The cause of death was assessed to have been a lymphocytic myocarditis associated with a chronic lymphocytic thyroiditis. Such an undiagnosed chronic thyroiditis has been described in cases of sudden death [4] and in our case, postmortem biochemistry results were consistent with Hashimoto’s disease. Edston et al. [5] showed that it is possible to use postmortem measurements of thyroid function in combination with histology but postmortem thyroxin and TSH blood levels must be carefully interpreted. Indeed, thyroxin has also been found to decrease after death [6, 7]. However, according to Coe [6], TSH remains fairly constant within 2 days after death and in our case, the autopsy was performed 24 hours after death. Triiodothyronin (free T3) was found to be in the normal range. However, postmortem values have been shown to vary dramatically after death and therefore this is not considered to be reliable to predict the antemortem thyroid status of the deceased [7]. In our case, the slight increase in TSH in combination with a normal thyroxin level may be indicative of hypothyroidism. High titres of antiperoxidase and antithyroglobulin antibodies without anti-TSH-receptor antibodies, in addition to hypothyroidism and lymphocytic thyroiditis are consistent with the diagnosis of Hashimoto’s thyroiditis.

In contrast to hyperthyroidism and Graves’ disease, hypothyroidism and Hashimoto’s thyroiditis have never been reported in association with myocarditis as a cause of sudden death [8, 9, 10, 11, 12, 13, 14]. Some sudden deaths have been reported in hypothyroidism, but they were found to be related, not to myocarditis but to cardiomyopathy or pericarditis [15]. The reason why myocarditis has been found exclusively in hyperthyroidism and Graves’ disease and not in hypothyroidism and Hashimoto’s thyroiditis is not known.

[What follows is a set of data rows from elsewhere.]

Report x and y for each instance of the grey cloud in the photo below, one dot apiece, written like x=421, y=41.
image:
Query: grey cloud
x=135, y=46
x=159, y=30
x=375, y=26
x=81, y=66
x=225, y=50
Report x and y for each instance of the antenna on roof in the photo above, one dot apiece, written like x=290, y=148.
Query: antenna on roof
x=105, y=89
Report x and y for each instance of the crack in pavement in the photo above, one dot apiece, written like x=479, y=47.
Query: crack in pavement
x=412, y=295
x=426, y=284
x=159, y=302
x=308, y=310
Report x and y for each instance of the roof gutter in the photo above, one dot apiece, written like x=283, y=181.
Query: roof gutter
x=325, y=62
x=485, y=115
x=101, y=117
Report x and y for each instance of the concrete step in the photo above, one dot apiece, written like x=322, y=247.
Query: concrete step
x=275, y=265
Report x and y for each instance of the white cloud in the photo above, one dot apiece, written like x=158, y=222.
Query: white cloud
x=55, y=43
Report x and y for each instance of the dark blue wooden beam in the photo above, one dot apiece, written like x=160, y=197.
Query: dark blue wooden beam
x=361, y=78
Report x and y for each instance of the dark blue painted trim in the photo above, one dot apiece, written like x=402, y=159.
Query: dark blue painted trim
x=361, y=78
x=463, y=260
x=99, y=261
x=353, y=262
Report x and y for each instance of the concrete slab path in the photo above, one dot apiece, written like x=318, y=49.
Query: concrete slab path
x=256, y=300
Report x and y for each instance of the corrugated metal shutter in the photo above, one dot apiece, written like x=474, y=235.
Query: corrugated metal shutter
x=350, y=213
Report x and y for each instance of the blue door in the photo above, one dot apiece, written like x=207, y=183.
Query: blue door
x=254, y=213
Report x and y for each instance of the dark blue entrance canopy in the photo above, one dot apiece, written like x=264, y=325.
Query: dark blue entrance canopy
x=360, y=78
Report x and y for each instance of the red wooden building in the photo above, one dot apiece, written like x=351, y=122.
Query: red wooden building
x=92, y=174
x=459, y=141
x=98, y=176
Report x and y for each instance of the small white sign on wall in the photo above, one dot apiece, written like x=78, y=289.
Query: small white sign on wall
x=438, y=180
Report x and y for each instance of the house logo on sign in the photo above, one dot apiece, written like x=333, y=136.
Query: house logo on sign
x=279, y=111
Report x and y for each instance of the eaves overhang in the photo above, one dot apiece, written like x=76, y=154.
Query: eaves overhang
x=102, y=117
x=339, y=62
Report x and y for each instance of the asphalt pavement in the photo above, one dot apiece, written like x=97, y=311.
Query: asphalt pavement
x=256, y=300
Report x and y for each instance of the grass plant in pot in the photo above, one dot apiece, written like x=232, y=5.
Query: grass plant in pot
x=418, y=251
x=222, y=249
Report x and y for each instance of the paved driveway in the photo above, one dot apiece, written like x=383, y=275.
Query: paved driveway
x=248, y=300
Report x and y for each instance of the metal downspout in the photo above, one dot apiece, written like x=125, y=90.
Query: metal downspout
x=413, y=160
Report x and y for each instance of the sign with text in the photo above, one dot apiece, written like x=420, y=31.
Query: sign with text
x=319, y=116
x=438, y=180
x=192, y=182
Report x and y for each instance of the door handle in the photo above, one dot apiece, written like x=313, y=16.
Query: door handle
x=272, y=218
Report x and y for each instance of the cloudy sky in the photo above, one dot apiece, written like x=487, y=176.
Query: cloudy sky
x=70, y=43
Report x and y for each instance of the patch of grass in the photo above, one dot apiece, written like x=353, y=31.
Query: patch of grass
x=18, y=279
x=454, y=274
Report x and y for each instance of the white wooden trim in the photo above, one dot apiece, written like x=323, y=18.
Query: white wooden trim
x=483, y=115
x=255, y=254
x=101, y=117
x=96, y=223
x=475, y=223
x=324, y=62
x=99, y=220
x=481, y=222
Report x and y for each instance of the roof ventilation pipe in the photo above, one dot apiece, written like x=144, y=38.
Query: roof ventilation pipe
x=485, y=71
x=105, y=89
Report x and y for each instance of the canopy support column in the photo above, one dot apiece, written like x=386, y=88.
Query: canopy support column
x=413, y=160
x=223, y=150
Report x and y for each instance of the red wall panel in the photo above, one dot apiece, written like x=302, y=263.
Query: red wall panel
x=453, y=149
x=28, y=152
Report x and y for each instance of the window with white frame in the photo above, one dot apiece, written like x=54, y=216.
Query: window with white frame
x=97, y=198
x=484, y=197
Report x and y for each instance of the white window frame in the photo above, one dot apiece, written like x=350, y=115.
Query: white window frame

This raises the question of the possible causes of myocarditis when associated with Hashimoto’s disease. In our case, no viruses were detected but some authors have detected viral genomes in the myocardium of patients with myocarditis, using sensitive molecular techniques [1]. A prevalence of enteroviral RNA in endomyocardial biopsies from patients with myocarditis was found to be 4% in a recent study [3]. Although we cannot exclude viral myocarditis in our case, another possibility is an autoimmune myocarditis associated with Hashimoto’s disease. In our case, the myocardial inflammatory foci often had a nodular pattern with a germinal centre and as this pattern is not encountered in viral infections it might be indicative of an autoimmune process. Furthermore, histological and immunohistochemical patterns of the thyroid inflammatory infiltrates were similar to those found in the heart. In our case, the presence of B lymphocytes in nodular foci might also be indicative of an autoimmune process. The absence of cardiac anti-myosin autoantibodies could be explained by an early postmortem degradation. Our immunohistochemical study excluded both a cardiac and thyroid lymphoma.

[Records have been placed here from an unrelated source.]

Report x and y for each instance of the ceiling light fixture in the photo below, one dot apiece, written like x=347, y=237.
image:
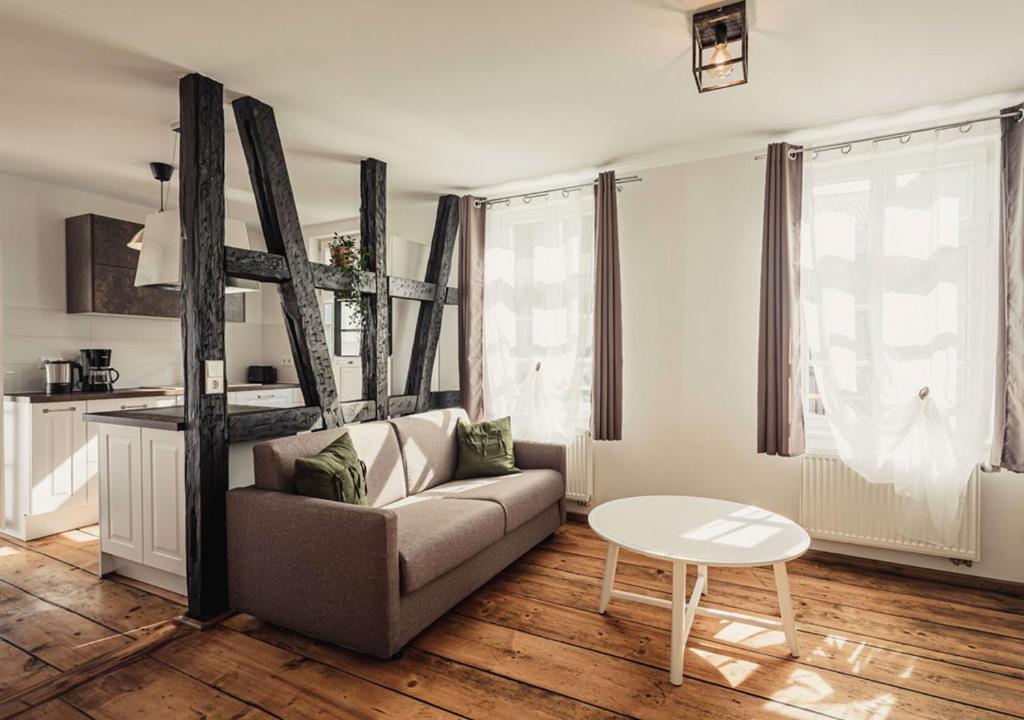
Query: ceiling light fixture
x=720, y=47
x=159, y=244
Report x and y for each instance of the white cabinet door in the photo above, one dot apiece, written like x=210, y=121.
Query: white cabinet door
x=265, y=398
x=59, y=469
x=164, y=500
x=349, y=379
x=110, y=406
x=121, y=491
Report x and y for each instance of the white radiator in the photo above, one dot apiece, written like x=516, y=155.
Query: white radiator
x=580, y=468
x=838, y=504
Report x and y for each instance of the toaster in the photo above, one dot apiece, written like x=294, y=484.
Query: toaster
x=262, y=374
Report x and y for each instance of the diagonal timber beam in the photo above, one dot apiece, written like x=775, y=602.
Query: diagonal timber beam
x=280, y=220
x=428, y=323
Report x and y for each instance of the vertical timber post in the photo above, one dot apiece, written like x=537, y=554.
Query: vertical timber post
x=374, y=350
x=202, y=208
x=428, y=322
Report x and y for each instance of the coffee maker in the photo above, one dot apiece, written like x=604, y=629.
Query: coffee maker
x=97, y=375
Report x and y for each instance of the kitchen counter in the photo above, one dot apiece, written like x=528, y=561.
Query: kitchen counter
x=169, y=390
x=160, y=418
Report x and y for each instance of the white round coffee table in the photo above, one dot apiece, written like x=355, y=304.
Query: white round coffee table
x=706, y=533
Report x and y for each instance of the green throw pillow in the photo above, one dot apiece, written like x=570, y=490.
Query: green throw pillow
x=334, y=473
x=484, y=449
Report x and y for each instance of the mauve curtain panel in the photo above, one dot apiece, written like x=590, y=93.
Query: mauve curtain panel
x=471, y=224
x=607, y=315
x=780, y=412
x=1008, y=431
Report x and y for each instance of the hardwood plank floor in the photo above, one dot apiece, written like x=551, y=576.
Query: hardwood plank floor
x=527, y=644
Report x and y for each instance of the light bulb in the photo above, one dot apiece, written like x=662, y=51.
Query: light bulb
x=719, y=58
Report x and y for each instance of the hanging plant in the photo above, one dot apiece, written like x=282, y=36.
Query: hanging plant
x=351, y=259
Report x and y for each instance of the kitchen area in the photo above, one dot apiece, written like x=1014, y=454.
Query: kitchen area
x=68, y=461
x=87, y=315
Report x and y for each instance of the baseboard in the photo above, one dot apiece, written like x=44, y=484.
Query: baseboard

In conclusion, our findings are consistent with an autoimmune myocarditis rather than a viral infection. Although the prevalence is likely to be low, it might be underestimated since on the one hand myocarditis may remain asymptomatic, and on the other hand sudden death victims are unfortunately rarely autopsied. As far as medicolegal implications are concerned, myocarditis should be kept in mind when investigating autoimmune thyroiditis in the clinical practice so as not to overlook the risk of sudden death, especially in patients with unexplained thoracic symptoms and/or electrocardiographic changes. In addition, our case report underlines the usefulness of postmortem biochemistry and the necessity of a complete autopsy, including systematic histological examination, toxicological and microbiological analyses, when investigating a sudden unexplained death. A better understanding of cardiac sudden death also requires a full investigation of the cardiac conduction system [16] and useful complementary techniques such as quantification of myocardial contraction bands [17], immunohistochemistry [18] and the TUNEL method [19].